Monday, December 20, 2010

My Stop With God

Ralph Waldo Emmerson once wrote, “If the stars should appear one night in a thousand years, how would men believe and adore, and preserve for many generations the remembrance of the city of God which had been shown.” I disagree. Man has been cursed with a short memory. I know because I am one.

Life has a certain way of taking something that is so clear in one moment and covering it up in the next. My problem is that the second I lose sight of it, I can’t remember what it was truly like or how to find it again. This is a struggle I face over and over again in my relationship with God. My walk with God can many times be better described as my stop with God. The relationship that defines my existence has a tendency to get lost in the midst of that very same existence. The world that I am forced to walk through leaves it’s grease and grime over the most fundamental part of my life. As I attempt to fix this problem I don’t struggle with complacency nearly as much as I struggle with my approach.

I get sick of the muck covering my heart so I try to wipe it away, but I only succeed in blurring what’s underneath even more. As I said before the problem was not a lack of effort, but a bad approach. I always tried to find my way back to the heart of God in my strength. I would study harder to try to understand Him more. (How foolish am I trying to understand a God I cannot even fully comprehend?) That inevitably fails. So I try to love people to make it back to God, but the motive of my heart is clear to Him and the immovable will not be so easily manipulated. In a last ditch effort I pout, hoping God will have pity on such a poor soul. The Father is far too great a parent to encourage good results from bad actions. The more I tried the more blurred it became.

After all of this a friend gave me the best advice I have heard in a long time. She said, “Maybe if you stop trying to analyze God, He could reveal Himself to you.” (Light bulb moment!) God is not a mystery to be solved. He is not a boss waiting for you to complete an assignment.
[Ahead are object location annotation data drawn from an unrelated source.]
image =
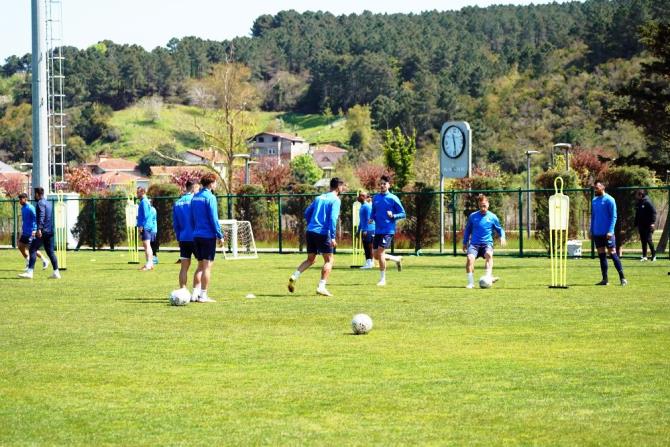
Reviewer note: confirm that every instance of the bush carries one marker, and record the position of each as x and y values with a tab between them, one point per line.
541	203
625	198
163	197
422	225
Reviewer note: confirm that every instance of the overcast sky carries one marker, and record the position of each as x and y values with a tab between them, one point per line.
153	23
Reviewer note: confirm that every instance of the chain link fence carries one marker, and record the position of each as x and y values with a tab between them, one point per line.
278	224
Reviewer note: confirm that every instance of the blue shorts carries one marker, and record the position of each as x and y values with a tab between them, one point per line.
368	238
382	240
204	248
148	235
602	242
186	249
479	250
318	243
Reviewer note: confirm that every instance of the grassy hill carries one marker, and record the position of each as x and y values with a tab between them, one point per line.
177	126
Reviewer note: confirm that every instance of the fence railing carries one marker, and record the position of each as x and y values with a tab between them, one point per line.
278	224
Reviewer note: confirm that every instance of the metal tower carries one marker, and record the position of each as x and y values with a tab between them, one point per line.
55	92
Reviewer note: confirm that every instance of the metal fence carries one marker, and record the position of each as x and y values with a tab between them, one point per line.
278	224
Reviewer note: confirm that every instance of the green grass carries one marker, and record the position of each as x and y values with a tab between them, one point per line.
177	126
99	358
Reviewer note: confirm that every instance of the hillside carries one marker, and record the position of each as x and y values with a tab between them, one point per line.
177	126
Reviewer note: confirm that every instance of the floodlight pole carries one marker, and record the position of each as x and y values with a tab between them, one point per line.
528	155
39	100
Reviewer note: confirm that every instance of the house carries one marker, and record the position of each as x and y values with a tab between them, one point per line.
282	146
326	156
118	173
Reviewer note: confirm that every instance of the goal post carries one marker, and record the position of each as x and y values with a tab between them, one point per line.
238	239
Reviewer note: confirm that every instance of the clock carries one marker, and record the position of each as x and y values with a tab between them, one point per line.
453	142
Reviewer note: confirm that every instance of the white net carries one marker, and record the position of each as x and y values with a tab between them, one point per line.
238	239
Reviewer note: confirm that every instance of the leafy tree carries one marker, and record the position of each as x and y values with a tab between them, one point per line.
399	150
305	170
648	95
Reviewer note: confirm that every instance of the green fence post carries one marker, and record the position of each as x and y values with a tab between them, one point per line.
520	226
279	222
95	227
15	222
453	221
593	244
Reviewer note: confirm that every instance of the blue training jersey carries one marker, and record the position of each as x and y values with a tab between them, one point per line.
603	215
205	215
322	214
28	220
152	221
44	216
181	218
381	204
143	211
479	228
364	215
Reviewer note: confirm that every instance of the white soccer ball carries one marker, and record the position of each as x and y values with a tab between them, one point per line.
485	282
361	324
180	297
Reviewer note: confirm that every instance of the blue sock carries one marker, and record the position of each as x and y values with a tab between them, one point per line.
603	264
617	264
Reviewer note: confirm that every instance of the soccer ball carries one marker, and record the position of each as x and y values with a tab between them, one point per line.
485	282
361	324
180	297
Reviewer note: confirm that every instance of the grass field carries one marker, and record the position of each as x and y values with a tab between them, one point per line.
99	358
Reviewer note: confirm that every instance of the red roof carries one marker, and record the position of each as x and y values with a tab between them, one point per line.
286	136
120	178
329	148
114	164
212	155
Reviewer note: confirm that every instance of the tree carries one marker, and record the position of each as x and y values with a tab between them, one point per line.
647	96
305	170
399	152
234	96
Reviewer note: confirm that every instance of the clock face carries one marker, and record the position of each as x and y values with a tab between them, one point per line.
453	142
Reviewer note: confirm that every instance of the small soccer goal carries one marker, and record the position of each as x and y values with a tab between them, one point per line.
238	239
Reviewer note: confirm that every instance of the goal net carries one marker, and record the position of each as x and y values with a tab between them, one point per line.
238	239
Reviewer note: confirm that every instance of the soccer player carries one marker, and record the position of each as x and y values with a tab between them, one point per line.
28	228
206	232
366	228
43	235
143	216
321	216
603	219
181	223
155	243
645	220
386	210
478	239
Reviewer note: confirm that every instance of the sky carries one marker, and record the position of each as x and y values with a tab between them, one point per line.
153	23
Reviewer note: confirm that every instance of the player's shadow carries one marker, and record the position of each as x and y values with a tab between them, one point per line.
143	300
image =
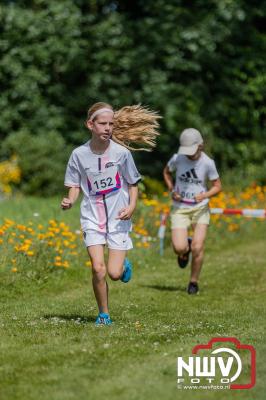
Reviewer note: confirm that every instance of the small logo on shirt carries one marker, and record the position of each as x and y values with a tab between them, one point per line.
190	177
109	164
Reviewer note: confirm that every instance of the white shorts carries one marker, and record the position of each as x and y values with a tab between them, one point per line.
114	240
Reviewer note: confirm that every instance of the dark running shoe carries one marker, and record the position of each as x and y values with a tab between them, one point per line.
183	261
193	288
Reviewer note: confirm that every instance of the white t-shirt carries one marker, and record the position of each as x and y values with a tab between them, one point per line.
104	181
191	178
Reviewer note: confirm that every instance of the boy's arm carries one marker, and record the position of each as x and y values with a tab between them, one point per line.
73	195
127	212
215	189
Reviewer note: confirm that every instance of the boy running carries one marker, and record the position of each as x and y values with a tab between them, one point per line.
192	169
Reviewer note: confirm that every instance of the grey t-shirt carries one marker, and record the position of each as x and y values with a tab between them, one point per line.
104	181
191	178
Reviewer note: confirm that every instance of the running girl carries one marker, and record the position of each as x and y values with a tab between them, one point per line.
105	172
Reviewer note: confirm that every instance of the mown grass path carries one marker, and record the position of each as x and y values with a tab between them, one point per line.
50	348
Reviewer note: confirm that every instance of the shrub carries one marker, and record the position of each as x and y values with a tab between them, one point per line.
41	159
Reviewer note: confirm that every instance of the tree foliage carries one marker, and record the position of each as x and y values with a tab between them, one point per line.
200	64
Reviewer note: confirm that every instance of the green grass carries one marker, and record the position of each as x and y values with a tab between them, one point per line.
50	348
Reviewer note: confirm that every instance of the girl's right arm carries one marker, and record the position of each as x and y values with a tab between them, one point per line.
73	195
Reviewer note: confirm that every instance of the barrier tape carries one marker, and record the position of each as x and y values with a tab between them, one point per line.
246	212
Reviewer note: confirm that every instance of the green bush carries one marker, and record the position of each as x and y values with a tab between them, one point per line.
42	160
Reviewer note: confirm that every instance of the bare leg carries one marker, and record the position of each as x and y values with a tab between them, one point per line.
99	283
115	263
197	247
179	241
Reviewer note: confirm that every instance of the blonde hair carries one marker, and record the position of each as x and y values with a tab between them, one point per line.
134	126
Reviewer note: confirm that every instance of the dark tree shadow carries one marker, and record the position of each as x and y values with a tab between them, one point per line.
165	288
72	317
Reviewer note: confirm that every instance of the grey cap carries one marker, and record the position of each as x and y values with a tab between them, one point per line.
190	139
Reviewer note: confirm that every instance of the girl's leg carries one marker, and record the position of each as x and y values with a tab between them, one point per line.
179	241
99	283
115	263
197	247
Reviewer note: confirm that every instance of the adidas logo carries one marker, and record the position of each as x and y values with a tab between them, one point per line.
190	174
190	177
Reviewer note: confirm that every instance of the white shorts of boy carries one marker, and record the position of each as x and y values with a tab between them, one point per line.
114	240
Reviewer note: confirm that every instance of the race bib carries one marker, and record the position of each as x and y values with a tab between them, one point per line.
100	183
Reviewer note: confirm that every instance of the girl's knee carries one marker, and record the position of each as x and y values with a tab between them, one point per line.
114	275
180	249
197	248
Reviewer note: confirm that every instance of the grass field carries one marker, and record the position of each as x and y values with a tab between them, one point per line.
50	348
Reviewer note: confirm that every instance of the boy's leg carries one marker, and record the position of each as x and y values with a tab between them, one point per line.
99	283
197	247
115	263
180	241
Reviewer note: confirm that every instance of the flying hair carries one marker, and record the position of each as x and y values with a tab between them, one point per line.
136	126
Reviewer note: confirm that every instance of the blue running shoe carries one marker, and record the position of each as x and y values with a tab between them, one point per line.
127	271
103	319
He is not a Father who sacrifices the long term to satisfy the short term. He is God.

I am going take that advice. I am going to seek Him just to be with Him. The bad news is I tried to fix it the only ways I knew how and learned I didn’t know how to fix it. But thanks to a friend, today I remembered the good news and that is that I don’t have to know how to fix it. I just have to remember to find the One who does.

Tuesday, December 7, 2010

The question

I love good questions. To me a good question is far better than a good answer. A good answer is like the route you take to work everyday. I t does not change much. But a good question is like the beginning of an uncharted path. You never know what amazing places it can take you.

This week my pastor asked his grandson Brady a question I had never thought to ask before. He asked him, “What do you think Jesus is thankful for?” Brady shouted, “Me!” without even thinking about it.

I began to walk down the path of this question in my mind and think of what in this dark hurting world Jesus is thankful for. I thought about how He is probably thankful for the man or woman who gives money to the homeless person begging on the corner because He knows that compassion is more important than what is done with the gift. I thought He is probably thankful for the churches that come together to seek Him because He knows that love and worship are more important than having the correct theology. I thought He is probably thankful for those who held their tongues when everything inside them wanted to complain, or insult, or prove their point because He knows that sometimes no action is the greatest action of all.

As I began to think about all the things God is thankful for it brought to mind more questions. How many things do I do that God is thankful for? Am I giving enough? Do I have enough faith? Do I love people the way I should? I began to think about how fall short I fall from the man I should be. I thought about all the times I let my mind wander where it should not go. I thought about how lazy I can be. I thought about how I want to be right at all costs. I thought about how little I do that God can look down from heaven on and be thankful for.

I want to do better. I want to be better. But I finally reached the end of this path and do you know what I found? I had good answers, but Brady had a better one. God loves the things we do to show His love and build His character in our lives, but not nearly as much as He loves us just for who we are. Regardless of what you have or have not done, if you asked God what He is most thankful for His answer would always be you.